Proprio stamattina. Arrivo un po’ prima al Liceo Scientifico Vito Volterra, a Ciampino, per la prima lezione di un PCTO di evoluzione stellare, che devo svolgere in collaborazione con Laura, una collega di istituto.

Giro un poco tra gli edifici, prima che arrivi Chiara, la docente con cui devo interfacciarmi, ho tempo di guardarmi intorno. Sì, io ero rimasto al fatto che si chiamassero alternanza scuola-lavoro dove già si capiva un po’ di cosa si trattasse, ora dobbiamo chiamarli percorsi per le competenze trasversali e l’orientamento, frase estremamente sofisticata (in cui un po’ mi perdo).

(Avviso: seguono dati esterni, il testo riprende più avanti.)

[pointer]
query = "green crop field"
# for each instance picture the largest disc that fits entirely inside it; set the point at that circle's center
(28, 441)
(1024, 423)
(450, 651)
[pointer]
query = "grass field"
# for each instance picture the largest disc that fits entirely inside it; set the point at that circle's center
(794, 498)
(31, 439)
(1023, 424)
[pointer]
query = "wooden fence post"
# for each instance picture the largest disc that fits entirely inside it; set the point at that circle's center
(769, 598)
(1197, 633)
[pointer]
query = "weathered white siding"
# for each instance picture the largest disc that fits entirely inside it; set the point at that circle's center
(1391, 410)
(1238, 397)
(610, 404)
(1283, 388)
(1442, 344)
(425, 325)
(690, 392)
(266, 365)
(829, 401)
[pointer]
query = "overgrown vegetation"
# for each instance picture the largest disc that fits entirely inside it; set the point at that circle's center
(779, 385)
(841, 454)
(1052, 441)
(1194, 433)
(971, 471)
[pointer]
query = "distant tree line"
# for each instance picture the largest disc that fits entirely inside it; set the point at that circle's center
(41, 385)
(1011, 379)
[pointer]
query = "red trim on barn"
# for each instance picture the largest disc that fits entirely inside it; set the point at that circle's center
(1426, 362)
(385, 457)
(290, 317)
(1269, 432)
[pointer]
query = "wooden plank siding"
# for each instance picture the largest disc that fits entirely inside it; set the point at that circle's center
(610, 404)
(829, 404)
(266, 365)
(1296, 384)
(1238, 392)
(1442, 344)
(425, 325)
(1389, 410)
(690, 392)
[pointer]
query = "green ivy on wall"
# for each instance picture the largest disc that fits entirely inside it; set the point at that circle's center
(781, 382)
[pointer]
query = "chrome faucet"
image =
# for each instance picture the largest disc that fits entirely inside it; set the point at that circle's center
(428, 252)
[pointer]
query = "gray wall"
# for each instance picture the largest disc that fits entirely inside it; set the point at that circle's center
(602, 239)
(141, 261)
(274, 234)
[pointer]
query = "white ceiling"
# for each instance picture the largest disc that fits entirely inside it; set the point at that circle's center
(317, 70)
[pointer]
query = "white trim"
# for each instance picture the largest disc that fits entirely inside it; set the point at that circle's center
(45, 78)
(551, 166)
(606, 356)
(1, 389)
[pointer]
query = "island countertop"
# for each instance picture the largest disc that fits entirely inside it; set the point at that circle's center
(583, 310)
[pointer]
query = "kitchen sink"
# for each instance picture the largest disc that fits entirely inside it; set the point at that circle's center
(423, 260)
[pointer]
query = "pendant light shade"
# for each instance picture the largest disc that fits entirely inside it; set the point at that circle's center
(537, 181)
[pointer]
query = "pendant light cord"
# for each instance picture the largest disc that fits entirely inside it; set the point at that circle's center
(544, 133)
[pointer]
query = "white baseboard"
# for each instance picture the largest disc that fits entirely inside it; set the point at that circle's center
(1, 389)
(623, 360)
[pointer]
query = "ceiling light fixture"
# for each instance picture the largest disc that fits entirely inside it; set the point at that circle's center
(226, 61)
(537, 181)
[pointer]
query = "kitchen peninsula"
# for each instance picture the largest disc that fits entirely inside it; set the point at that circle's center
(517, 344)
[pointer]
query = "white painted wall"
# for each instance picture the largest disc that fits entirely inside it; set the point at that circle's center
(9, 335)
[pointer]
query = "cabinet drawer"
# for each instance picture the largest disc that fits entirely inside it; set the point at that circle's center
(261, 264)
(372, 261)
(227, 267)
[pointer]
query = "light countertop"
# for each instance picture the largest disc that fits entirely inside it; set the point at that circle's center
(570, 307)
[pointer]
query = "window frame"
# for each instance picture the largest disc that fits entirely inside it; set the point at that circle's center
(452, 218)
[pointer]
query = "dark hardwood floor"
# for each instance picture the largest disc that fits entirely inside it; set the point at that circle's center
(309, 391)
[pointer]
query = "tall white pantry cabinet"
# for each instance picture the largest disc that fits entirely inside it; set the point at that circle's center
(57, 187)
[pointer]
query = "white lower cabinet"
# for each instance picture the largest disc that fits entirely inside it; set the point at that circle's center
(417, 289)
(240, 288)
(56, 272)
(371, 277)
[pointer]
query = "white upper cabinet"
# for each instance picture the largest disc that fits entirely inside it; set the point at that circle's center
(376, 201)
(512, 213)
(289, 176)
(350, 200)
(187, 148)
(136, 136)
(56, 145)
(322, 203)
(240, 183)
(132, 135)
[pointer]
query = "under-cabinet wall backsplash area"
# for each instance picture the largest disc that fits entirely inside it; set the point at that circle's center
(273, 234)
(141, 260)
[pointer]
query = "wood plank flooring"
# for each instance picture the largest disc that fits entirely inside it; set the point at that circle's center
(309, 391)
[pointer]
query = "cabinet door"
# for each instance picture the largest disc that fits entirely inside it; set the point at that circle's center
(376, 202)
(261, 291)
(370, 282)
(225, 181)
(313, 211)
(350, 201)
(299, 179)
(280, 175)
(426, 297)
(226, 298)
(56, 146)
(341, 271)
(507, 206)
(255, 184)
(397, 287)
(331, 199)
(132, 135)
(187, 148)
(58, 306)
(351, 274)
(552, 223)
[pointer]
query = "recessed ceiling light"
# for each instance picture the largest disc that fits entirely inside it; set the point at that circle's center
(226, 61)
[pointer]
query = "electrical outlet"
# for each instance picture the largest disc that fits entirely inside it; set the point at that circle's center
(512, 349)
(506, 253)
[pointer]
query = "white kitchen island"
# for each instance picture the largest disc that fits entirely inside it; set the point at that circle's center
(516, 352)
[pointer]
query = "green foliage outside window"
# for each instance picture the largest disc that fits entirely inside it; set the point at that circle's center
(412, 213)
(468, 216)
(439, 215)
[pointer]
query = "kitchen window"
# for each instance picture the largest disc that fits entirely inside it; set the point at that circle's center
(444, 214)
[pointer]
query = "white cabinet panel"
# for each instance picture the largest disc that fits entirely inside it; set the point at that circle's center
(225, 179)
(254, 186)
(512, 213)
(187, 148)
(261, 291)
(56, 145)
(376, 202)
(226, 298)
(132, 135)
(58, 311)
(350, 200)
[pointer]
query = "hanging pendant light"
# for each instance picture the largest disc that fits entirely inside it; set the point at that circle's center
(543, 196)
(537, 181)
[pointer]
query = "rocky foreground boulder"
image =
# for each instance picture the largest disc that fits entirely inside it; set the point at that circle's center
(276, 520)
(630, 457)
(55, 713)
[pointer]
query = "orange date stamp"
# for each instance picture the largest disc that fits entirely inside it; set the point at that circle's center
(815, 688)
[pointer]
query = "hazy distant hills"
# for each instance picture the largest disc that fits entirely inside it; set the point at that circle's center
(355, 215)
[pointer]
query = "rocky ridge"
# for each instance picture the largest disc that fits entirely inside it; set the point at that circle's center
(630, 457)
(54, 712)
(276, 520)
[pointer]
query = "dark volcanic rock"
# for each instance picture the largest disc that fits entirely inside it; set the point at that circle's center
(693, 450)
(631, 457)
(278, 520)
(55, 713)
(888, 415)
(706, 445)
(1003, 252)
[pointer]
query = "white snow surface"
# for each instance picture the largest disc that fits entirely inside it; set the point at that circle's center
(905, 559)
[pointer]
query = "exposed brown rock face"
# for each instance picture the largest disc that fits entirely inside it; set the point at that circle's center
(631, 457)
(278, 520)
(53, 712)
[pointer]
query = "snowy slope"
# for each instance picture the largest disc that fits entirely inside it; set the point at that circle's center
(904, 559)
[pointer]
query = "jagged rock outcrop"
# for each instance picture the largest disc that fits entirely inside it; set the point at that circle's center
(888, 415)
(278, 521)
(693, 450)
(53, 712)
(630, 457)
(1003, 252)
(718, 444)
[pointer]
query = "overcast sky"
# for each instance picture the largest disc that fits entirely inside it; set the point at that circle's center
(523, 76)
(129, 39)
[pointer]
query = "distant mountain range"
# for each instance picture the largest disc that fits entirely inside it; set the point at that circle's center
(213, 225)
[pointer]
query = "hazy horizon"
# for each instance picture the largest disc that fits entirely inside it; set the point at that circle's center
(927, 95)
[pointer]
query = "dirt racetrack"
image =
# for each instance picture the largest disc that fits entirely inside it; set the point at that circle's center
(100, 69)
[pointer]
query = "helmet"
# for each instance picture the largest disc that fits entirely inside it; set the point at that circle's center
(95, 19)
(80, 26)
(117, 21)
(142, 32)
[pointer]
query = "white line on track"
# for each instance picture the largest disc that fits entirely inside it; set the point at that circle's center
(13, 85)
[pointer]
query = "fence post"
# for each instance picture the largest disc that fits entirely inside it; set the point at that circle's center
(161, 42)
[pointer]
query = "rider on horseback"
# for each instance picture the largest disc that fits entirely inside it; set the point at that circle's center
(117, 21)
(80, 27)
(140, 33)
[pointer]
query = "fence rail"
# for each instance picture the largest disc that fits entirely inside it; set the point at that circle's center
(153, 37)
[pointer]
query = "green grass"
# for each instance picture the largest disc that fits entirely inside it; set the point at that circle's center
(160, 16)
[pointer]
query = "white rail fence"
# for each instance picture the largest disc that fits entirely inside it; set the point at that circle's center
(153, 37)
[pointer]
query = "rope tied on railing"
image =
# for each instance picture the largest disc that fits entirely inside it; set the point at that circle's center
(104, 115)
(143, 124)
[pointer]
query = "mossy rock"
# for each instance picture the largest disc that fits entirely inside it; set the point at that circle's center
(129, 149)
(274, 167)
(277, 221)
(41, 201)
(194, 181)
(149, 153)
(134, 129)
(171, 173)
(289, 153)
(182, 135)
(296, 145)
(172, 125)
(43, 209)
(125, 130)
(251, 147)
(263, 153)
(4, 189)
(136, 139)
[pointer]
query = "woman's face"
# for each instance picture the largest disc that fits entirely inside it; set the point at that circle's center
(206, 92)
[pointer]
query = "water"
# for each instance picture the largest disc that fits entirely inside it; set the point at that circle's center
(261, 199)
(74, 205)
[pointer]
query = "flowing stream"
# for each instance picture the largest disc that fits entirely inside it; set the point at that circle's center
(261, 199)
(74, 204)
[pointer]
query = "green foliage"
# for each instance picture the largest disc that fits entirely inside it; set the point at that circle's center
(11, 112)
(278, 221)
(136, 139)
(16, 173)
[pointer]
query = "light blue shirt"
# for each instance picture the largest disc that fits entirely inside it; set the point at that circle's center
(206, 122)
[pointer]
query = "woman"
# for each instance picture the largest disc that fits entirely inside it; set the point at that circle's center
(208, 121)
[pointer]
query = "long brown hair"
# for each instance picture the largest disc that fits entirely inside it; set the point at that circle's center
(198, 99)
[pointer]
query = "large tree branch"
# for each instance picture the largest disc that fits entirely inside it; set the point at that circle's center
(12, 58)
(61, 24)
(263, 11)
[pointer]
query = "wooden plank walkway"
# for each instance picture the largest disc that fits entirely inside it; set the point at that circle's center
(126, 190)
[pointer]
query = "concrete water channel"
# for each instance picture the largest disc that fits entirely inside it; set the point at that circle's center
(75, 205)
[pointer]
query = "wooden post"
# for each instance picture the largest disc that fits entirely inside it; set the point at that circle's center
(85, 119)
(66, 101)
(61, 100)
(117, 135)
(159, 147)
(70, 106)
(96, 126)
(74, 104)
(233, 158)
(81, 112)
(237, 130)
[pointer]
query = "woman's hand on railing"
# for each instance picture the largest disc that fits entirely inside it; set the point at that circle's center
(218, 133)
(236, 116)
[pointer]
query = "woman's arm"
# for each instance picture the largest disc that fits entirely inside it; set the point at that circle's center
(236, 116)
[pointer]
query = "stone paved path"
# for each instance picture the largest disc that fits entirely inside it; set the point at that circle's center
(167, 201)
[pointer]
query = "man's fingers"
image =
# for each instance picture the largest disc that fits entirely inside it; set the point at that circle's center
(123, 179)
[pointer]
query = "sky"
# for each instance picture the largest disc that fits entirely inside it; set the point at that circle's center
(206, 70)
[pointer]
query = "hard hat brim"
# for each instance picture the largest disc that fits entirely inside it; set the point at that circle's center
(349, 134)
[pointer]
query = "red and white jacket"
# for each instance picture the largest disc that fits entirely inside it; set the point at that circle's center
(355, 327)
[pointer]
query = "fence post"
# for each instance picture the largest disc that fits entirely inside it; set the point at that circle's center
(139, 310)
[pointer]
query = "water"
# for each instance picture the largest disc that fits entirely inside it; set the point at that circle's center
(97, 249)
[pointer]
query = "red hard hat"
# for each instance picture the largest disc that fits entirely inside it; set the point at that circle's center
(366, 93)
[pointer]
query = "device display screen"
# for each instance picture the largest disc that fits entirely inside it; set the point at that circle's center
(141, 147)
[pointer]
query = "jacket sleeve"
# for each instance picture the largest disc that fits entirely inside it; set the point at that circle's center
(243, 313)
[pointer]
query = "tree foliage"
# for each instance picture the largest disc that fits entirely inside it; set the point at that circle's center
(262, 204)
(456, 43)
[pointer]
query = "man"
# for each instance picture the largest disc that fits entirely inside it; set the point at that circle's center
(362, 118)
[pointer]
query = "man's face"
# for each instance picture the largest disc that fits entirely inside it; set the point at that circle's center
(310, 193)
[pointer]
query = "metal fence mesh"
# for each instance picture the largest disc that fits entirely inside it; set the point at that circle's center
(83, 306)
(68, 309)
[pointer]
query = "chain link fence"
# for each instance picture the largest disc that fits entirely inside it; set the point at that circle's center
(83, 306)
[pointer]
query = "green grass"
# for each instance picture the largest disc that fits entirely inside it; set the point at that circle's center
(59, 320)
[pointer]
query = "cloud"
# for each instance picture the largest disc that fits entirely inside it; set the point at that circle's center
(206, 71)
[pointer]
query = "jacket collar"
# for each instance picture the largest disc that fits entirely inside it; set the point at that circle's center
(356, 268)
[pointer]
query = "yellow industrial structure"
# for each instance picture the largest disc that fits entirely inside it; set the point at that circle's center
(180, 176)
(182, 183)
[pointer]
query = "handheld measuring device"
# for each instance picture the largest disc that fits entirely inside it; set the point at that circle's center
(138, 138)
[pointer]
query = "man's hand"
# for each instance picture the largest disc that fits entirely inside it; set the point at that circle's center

Sono curioso. Questo è la mia scuola e non lo è, allo stesso tempo. E’ la mia scuola perché io ho studiato al Liceo Volterra, proprio questo. Era la fine degli anni Settanta, dunque un po’ di tempo fa. Ovviamente i ricordi sono tantissimi e vivaci, anche dopo tutti questi anni.

Abbiamo appuntamento davanti al bar, così rimango nei pressi. Sorpreso di questa scuola che è la mia e allo stesso tempo, non lo è. Infatti, al tempo, la sede della scuola era un’altra. Dalla storia dell’istituto, ritrovo che l’istituto era situato in Via Gorizia. Ricordo, a conferma di quanto leggo, che ai piani più bassi vi era un istituto d’arte (“Paolo Mercuri”, ricavo dalla medesima pagina).

Quindi è simultaneamente mio e non mio, come se tutto vibrasse tra questi due stati. È mio, il mio liceo, ma non ha niente del mio liceo. Non sono gli ambienti che ricordo. Certo, devo dire che probabilmente è meglio, più ampio, c’è il parcheggio, un bel giardino, la palestra interna, un vero bar. Niente di questo c’era, in Via Gorizia. Pure per la palestra, dovevamo uscire dall’istituto.